Both sides even have the info printed. One side in human format, the owner side in machine readable.
For a random traveller you can probably guess roughly how old they are, which is a few bits for the date-of-birth, and maybe you could strike up conversation and discover their name (or maybe it's printed on baggage, called out by fellow travellers etc.) but yeah it'll be very hard
For a very well known person you can likely discover everything except the passport number and you might get a decent guess at that from knowing roughly when it would be issued.
From a very well known person you could probably also steal everything you need directly, if your purpose is to create damage.
You can read from a small distance, probably further than you can read an NFC tag with your phone. And you can automate both on a phone (OCR and NFC)
NFC chips can be locked. That means the data can't be overwritten. No matter the writer, nor its strength, you can't overwrite a passport's chip.

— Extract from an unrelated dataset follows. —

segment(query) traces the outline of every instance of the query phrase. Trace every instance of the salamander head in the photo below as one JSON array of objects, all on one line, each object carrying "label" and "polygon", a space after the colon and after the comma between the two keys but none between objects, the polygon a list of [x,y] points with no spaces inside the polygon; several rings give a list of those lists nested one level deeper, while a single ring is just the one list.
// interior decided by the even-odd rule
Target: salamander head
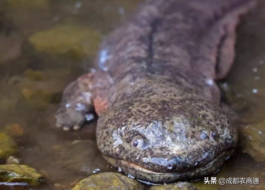
[{"label": "salamander head", "polygon": [[104,157],[125,173],[158,183],[198,178],[233,152],[236,130],[210,102],[196,95],[141,100],[119,104],[98,126]]}]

I suppose you could use an EMP - but that would ruin a lot more than just some trips.
There are also optional subprotocols that allow the chip to be authenticated (i.e. proof it knows a private key). These prevent copying valid signed data to a different chip.
But you could achieve much the same effect with a hammer.

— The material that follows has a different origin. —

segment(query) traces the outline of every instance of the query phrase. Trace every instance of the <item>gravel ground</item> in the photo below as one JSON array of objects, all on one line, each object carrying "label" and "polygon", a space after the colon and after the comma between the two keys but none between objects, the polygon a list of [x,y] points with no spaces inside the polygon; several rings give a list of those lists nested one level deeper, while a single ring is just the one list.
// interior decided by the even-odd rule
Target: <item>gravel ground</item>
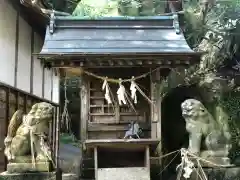
[{"label": "gravel ground", "polygon": [[60,167],[64,173],[79,174],[81,150],[70,144],[59,145]]}]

I've seen crashes in PKCS#11 drivers when reading cards with malformed data. So, the possibility, in theory, is always there.
I read this article, but seems like any information about it is kind a omited.
Source: I have been working on a blockchain implementation in the past that was compatible with the cryptographic functions in an NFC passport. Basically using a standard NFC passport as a cold wallet.
Fun fact. The cryptographic system even differs per country.
E.g. the Dutch don't trust the NIST elliptic curves so use the brainpool curves instead. Some other countries are still using RSA iirc.
Actual validation methods would be actually cool to read about. Since if we ignore legal diffuculties of storing the data then we can actually use passport cryptography as something like actual proof-of-human without pesky 3rd-parties.
https://www.icao.int/publications/documents/9303_p10_cons_en...
https://www.icao.int/publications/documents/9303_p11_cons_en...
But please keep in mind that this is just the spec for how it's supposed to be implemented. Real world implementations of it have lots of creative interpretations of the spec in addition to straight bugs in their implementations, so if you're going to write software that has to work with various different documents issued by various governments, you'll have many fun debugging sessions :)
https://pastebin.com/k0Tty22a
My Dutch driver's licence has a single MRZ-like line across the bottom. It seems to encode the country and licence number but I can't make any sense of the rest of the line. Anyone have any leads?